The exquisite palace of Glinda, over which Azarine was exclaiming at every step, was an old story to the Cowardly Lion. Throwing himself down on a huge bearskin, he soon was in a doze and making up the sleep he had lost on the two, previous nights. Wantowin Battles had at once gone off to waken an old Soldier Crony of his who drilled Glinda's Girl Guard, and the Scarecrow, about to follow the Wizard into the study, paused to look at the great record book.

This book, fastened with golden chains to a marble table in the reception room of the castle, records each event as it happens, in the Land of Oz. When Glinda goes on a journey, she usually locks the Record book and takes the key with her. But this time, she had neglected to do so, and sentences were popping up, row after row on the open pages. As he bent over to peruse the latest entry, the Scarecrow's painted blue eyes almost popped from his cotton head.

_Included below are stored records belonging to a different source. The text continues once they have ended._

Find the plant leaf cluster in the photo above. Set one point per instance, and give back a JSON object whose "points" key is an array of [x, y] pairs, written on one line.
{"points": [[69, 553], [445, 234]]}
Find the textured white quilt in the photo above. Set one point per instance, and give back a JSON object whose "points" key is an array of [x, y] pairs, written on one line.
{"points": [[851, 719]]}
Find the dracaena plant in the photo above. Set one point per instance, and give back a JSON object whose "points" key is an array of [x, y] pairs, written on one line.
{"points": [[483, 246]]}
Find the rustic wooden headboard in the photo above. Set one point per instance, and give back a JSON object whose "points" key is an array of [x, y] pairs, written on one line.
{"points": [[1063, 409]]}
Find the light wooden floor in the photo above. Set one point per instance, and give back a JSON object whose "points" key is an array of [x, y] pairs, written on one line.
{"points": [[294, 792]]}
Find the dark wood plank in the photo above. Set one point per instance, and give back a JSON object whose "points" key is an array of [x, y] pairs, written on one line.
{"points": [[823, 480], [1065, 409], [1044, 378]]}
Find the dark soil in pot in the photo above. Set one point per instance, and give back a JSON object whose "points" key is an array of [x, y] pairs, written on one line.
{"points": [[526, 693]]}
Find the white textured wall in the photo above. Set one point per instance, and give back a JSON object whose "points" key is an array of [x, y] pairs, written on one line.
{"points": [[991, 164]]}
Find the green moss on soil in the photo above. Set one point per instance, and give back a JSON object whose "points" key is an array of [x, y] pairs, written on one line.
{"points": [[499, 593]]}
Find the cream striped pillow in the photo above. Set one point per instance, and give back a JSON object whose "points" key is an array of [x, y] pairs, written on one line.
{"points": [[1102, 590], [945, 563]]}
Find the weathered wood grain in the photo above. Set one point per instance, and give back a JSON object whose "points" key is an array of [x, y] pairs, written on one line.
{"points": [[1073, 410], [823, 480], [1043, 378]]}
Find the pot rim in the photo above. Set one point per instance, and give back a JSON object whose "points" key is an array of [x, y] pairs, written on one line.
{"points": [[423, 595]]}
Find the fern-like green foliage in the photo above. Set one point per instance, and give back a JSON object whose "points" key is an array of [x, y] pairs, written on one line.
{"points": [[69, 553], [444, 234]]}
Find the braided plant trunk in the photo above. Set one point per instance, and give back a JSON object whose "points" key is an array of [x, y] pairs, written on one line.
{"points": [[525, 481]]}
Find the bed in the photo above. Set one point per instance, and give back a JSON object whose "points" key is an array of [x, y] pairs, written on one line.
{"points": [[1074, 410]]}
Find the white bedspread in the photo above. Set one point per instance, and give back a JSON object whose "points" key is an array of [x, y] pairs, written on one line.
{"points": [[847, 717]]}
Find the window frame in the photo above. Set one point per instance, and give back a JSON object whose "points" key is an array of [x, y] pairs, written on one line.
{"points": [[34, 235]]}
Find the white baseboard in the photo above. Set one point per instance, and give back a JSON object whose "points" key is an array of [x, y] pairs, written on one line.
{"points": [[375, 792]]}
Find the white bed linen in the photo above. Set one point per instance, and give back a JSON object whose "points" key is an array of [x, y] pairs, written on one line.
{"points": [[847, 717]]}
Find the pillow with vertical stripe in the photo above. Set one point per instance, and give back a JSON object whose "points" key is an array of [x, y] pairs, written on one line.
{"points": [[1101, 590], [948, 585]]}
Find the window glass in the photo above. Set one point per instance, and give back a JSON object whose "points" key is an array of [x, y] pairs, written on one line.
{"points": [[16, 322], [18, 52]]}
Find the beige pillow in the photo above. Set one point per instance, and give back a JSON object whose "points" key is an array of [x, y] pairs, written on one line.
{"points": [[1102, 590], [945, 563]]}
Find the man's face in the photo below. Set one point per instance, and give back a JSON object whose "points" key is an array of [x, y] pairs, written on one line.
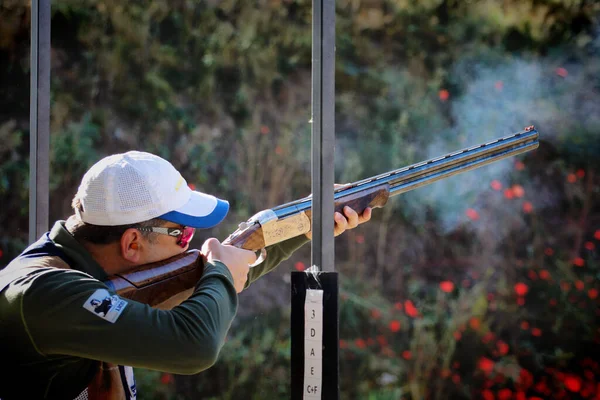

"Fierce Airlanders from the Upper Strat are descending on the Emerald City of Oz," read the Straw Man, nearly losing his balance. "If measures of defense are not taken at once, the capitol will fall under the fierce attack of the invaders!"

"Wiz! YO, WIZ!" yelled the Scarecrow, taking a furious slide into the study. "Hurry! HURRY! For the love of Oz, hurry—or Strut will blow Ozma's castle into the Strat! The Record Book says so!" he panted, grabbing the Wizard's arm to steady himself. The Wizard, working over the delicate apparatus on a long table, looked up with an anxious frown.